Doç. Dr. Özge Öner, kısa bir süre önce Halk TV’de bir sabah programına konuk olmuştu. Programda Türkiye’nin ekonomik ve siyasi durumu değerlendirildi. Sayın Öner o programda, 2027’ye kadar dişimizi sıkarsak dahi ekonomide toparlanma beklemediğini, Türkiye’de kurumsal bir çöküş olduğunu, bu durumun mevcut rejimin ötesinde devlet yapısını zayıflattığını, toplumda geleceğe dönük pozitif beklentilerde erozyona neden olduğunu, kamu kaynaklarının plansız ve keyfi şekilde harcanmasının bir takım ekonomik aktörleri mutlu edebilmiş olsa da, bu paylaşımın halkın büyük kesiminin dertlerine ilaç olmaktan uzak olduğunu, ülkenin refahından çok siyasi beklentilere hizmet eden bazı uygulamalar olmasının sıkıntıları önümüzdeki dönemde yaşanacak problemlerin habercisi niteliğinde olabileceği endişesi ifade etti. Önümüzdeki dönemin aynı zamanda kaynağın tükenmesinin, denizin bitmesinin işaretlerini de taşıdığı söylendi.

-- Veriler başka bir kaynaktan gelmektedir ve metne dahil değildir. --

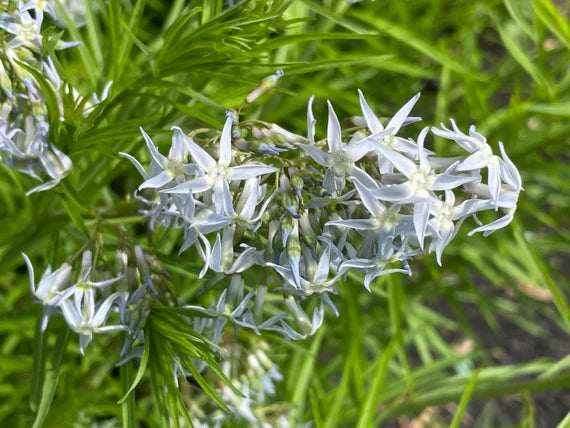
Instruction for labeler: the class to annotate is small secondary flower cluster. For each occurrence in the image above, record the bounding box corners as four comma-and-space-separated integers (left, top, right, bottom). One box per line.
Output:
0, 0, 91, 195
122, 84, 522, 342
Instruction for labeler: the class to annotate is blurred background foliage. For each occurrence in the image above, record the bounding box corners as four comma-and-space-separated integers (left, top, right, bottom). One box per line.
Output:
0, 0, 570, 427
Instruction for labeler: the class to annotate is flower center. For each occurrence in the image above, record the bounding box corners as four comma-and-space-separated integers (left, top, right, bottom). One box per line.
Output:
409, 168, 434, 197
331, 150, 352, 176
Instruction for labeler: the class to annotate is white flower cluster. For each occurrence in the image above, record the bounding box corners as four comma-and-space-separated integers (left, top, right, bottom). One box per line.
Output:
0, 0, 91, 195
122, 86, 522, 342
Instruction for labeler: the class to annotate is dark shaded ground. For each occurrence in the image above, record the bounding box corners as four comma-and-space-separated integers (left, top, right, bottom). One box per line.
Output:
385, 284, 570, 428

Doç. Dr. Özge Öner, “Ben dürüst olmak gerekirse, Türkiye’de köklü bir değişiklik olmadan ekonominin tam anlamıyla toparlanamayacağına en başından beri inananlardanım. Çünkü ekonomi ancak değişimler ile nefes alır” diyor.
Kısaca incelendiğinde bile, bu genç akademisyenin uluslararası alanda saygı gören, pek çok prestijli ödüle sahip bir iktisatçı olduğunu, İsveç, İngiltere ve ABD’ de Cambridge, Illinois gibi saygın üniversitelerde taktir görmüş araştırmalara imza attığınu, dersler verdiğini ve pek çok düşünce platformunun yazar kadrosunda yer aldığını görebiliriz.
Televizyondaki sabah programında söyledikleri ise üzerinde dikkatle düşünmeye ve değerlendirmeye alınması gereken konular gibi görünüyor. En azından farklı bir bakıştır ve tartışılmaya değer olduğu muhakkak. Kaldı ki bugün ülkemiz, 125 ülkeden 136 değişik gıda ürünü ithal ediyor. Tarım ve hayvancılıktaki üretim kaybı, kendimize dahi yetemediğimiz boyutlara ulaştı. Halkın büyük bölümü açlık sınırında gelirle hayatta kalma mücadelesi verirken, enflasyon oranları düşmüyor. Özellikle son zamanlarda Türkiye gündemini işgal eden konularla kısmen örtüşen gelişmelere bakılınca, ekonomik gidişi daha farklı açılar ile de değerlendirmek mümkün. Örneğin, şu son TÜİK davasını ve enflasyon değerlendirmesine konu kriterlerin açıklanmak istenmemesinin (daha önce halka açık olarak değerlendirilen kriterler) nedenleri ne olabilir diye düşünmeden edemiyorsunuz.
Mevcut iktidarın, ekonomideki bu zor günlerden çıkışının anahtarı belki de açıklık, doğruluk ve samimiyet olabilir. Enflasyon canavarı ile yapılan mücadele önemli bir sekteye uğradı. Son iki senenin kazanımları ne yazık ki birkaç haftada kaybedildi. Bu önümüzdeki günlere nasıl yansıyacak göreceğiz. Şu an en büyük ihtiyaç, halkın güvenidir. Bu kazanılmadan ekonomide dengelerin pozitife dönüşmesi mümkün görülmüyor. Bu manada en azından açıklık ve samimiyet çok zorda olsa önemli bir değişim sayılabilir. Bir süredir ülkemizde yaşananlar ders niteliğinde tecrübeler. Ve ekonomimiz kalıcı şekilde sağlam ayaklar üzerinde dursun istiyorsak, siyaset sisteminde önemli reformlar gerektiği çok net olarak ortada.